Above all, the dialogue must also address the vexing issue of revenue allocation which has been a source of tension in the country, given that the Anglophone region produces over 60%, yet does not get back even 5% in terms of development projects and appointments into high public office. The main contention is resource control. An unencumbered federation should allow federating States to control their resources based on the principle of 100% derivation with taxes paid to the central government. Available statistics show that there is hardly any part of Cameroon without any natural endowment. States should have full control of whatever natural resources that they are endowed with by providence. This will obviate the overt no-man’s-land mentality with which the national patrimony is viewed and engender a new form of production relations in the country.

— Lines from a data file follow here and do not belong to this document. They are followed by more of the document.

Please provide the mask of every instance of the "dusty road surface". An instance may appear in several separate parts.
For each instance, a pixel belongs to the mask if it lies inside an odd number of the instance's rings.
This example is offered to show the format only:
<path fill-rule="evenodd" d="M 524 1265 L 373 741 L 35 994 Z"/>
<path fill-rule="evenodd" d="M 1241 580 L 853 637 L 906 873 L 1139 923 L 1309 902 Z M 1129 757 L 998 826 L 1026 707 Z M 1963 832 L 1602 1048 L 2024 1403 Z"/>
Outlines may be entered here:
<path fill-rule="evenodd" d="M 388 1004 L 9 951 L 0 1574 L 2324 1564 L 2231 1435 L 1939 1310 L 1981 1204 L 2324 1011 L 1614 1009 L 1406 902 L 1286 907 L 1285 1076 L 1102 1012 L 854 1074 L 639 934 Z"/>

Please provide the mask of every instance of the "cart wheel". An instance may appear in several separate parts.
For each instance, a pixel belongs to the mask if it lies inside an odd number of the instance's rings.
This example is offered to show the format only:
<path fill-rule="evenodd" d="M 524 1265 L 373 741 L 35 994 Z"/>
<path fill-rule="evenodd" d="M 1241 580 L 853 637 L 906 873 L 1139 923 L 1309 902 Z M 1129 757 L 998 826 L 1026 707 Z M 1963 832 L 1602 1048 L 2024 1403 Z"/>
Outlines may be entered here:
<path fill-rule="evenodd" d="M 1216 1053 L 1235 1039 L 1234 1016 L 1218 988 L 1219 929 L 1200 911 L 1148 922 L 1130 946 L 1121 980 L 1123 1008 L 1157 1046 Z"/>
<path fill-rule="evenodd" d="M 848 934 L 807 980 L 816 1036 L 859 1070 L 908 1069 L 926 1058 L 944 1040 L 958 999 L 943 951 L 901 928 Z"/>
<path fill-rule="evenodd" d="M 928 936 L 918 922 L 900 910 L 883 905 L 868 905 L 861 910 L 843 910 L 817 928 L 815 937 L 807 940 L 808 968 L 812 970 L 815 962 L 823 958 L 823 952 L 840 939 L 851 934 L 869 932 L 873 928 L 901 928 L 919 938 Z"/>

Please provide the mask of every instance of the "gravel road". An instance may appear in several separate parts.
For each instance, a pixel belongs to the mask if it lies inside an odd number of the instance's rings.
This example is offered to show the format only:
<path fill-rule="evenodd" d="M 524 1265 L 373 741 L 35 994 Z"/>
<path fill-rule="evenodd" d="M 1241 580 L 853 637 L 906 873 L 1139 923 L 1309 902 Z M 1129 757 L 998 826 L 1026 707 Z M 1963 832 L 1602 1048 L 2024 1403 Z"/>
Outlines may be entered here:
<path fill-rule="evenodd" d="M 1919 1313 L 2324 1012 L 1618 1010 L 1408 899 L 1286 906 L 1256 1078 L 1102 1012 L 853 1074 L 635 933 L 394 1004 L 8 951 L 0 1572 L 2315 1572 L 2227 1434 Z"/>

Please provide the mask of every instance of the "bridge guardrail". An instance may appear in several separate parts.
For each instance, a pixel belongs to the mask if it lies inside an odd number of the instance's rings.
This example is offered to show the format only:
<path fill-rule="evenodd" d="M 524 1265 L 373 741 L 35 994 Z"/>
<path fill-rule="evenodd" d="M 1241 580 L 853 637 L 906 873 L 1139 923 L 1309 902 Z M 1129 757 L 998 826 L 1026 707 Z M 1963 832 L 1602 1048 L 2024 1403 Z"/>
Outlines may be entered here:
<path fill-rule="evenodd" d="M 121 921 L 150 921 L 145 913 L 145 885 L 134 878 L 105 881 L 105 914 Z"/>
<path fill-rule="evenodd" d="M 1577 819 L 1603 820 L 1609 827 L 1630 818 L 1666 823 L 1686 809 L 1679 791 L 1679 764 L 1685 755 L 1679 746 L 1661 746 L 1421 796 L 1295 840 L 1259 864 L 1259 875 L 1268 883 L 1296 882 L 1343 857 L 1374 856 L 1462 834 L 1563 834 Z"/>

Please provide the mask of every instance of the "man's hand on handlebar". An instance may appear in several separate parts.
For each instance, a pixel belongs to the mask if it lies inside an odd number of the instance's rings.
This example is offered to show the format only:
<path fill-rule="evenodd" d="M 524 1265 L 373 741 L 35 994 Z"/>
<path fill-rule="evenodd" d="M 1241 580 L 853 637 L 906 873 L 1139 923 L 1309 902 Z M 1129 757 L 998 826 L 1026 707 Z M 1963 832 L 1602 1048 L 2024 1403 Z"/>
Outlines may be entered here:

Finally, the national dialogue must face the issue of corruption and the entrenched waywardness of politicians and public officials, who have conspired to bleed Cameroon into bankruptcy.
Lastly, it is simultaneously imperative that whatever new reforms emanate from the national dialogue be subjected to popular affirmation through a referendum. After many false starts, dashed hopes, and perennially low expectation, there is now need for Cameroon at 55, to seek a change of direction. The national dialogue must reset the agenda for the country to correct the contradictions in the polity; infuse hope and renewed sense of purpose in the citizens. A government is best remembered by the fundamental policies it enunciates, not by how long that government lasts. In theory and practice, it has been sufficiently demonstrated that sovereignty resides in the people and the very idea of a dialogue meets the expectation of Cameroonians. Cameroon can come out of such a forum a galvanized country, moving in a totally new direction, with emphasis on the interest of the Cameroonian people, not the temporary occupants of high offices.